Many people were feared killed on April 22, 2022, when an explosion rocked an illegal crude oil refinery in Abaezi forest, Ohaji-Egbema Local Government Area of Imo State.
Several persons were also seriously injured and six vehicles razed in the incident.
Multiple witnesses in the local media, however, put the casualty figure between 100 and 200.
Consequently, the Imo State government has declared the owner of the illegal refinery, Okenze Onyenwoke, wanted.
Onyenwoke has been advised to make himself available to the police immediately.
A video clip shot at the scene of the incident and shared in various social media platforms shows horrible images of the victims burnt beyond recognition littering the environment.
Oil theft, known as “bunkering” in local parlance, has been a source of concern to many stakeholders across the country.
Although the issue is not new, it has grown from just oil theft to organized criminality involving sophisticated operations.
It is becoming a threat to investments, a threat to the health of the industry and wealth of the nation.
The level of sophistication in terms of tapping into the pipelines, the distributions, the efforts required in moving hundreds of thousands of barrels a day is not about some miscreants coming along and tapping into a pipeline and taking container crude oil, it is organized criminality.
Recently, the Federal Government raised alarm over the rising rate of crude oil theft in the Niger Delta, disclosing that about $3.27 billion worth of oil had been lost to vandalism and theft in the past 15 months.
The government also said high-level cases of oil theft had become a threat to the country’s corporate and economic existence, with the industry now thinking of transporting crude oil from fields to export terminals by trucks.
The Defence Headquarters also announced the destruction of 49 illegal refineries and arrest of 70 oil thieves and pipeline vandals in the Niger Delta.
On its part, the Nigerian Upstream Petroleum Regulatory Commission said the government is extremely worried about the huge loss of oil revenue to vandals.
Oil theft is further tied to the politics of Nigeria and the ownership of mineral resources.
Section 44 (3) of the 1999 constitution, item 39 schedules II of the exclusive legislative list and section 1 of the Petroleum Act, 1969, vests the ownership and control of natural resources in any part of Nigeria in the Federal Government for the benefit of the people.
For decades, the people of the Niger Delta and others have argued that this is a departure from the federal principle that Nigeria claims to embrace and that as operationalised, the Federal Government’s ascribed ownership of mineral resources amounts to gross injustice more so as the Niger Delta which produces the mainstay of the economy remains dispossessed, marginalised and underdeveloped compared to other parts of the country that contribute less, and yet seek to control what does not belong to them.

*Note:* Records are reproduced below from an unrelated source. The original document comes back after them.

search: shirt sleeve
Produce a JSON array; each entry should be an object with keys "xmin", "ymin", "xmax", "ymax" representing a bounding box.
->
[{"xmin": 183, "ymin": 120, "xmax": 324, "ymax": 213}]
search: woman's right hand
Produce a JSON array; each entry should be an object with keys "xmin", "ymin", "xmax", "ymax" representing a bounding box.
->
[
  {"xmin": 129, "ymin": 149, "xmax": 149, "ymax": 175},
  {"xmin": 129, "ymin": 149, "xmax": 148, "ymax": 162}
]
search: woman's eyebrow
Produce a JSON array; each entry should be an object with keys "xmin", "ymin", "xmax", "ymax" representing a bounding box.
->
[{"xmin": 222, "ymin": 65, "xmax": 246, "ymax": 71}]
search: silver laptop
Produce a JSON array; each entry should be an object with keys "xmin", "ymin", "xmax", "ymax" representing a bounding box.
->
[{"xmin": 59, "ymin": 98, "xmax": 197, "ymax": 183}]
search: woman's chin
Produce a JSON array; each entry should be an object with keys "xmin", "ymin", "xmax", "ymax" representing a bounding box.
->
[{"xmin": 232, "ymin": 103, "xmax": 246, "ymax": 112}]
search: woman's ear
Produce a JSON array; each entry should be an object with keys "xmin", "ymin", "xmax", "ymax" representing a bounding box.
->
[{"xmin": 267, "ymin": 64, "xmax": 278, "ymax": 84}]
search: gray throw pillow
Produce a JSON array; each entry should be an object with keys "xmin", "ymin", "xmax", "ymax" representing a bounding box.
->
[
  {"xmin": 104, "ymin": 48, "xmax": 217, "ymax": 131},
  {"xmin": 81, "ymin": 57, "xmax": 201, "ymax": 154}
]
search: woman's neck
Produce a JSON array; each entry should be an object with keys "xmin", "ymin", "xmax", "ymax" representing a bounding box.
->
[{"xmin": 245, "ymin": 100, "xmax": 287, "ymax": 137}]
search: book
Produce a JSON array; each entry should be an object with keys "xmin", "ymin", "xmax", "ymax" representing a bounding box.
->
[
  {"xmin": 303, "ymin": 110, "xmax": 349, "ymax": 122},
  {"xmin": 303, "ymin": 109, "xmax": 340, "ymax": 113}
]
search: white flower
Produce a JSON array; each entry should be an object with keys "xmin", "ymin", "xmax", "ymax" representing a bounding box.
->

Some factors believed to be aiding these criminal activities include economic challenges, inadequate security, poor surveillance, poor community engagements, exposed facilities and stakeholders’ compromises.
Regrettably, due to the high level of theft, the country has been unable to meet its OPEC production quota.
It is important that government and oil companies work together to resolve this vexed issue, especially on the agreed volume of oil lost to vandals, since the issues strike at the heart of federation revenue.
The Federal Government should set up a crack team to determine the accurate figure because as a government, it cannot continue to act on the basis of an abstract or inaccurate figure in dealing with an important issue as crude oil theft.
The concern of the government should be how to increase our national oil production.
Basically, Nigeria is an oil economy and when the upstream is sick, it affects the well-being and health of the country.
The situation happening upstream is getting to the level of threat to the existence and well-being of Nigeria. Now is time to tackle it head-on.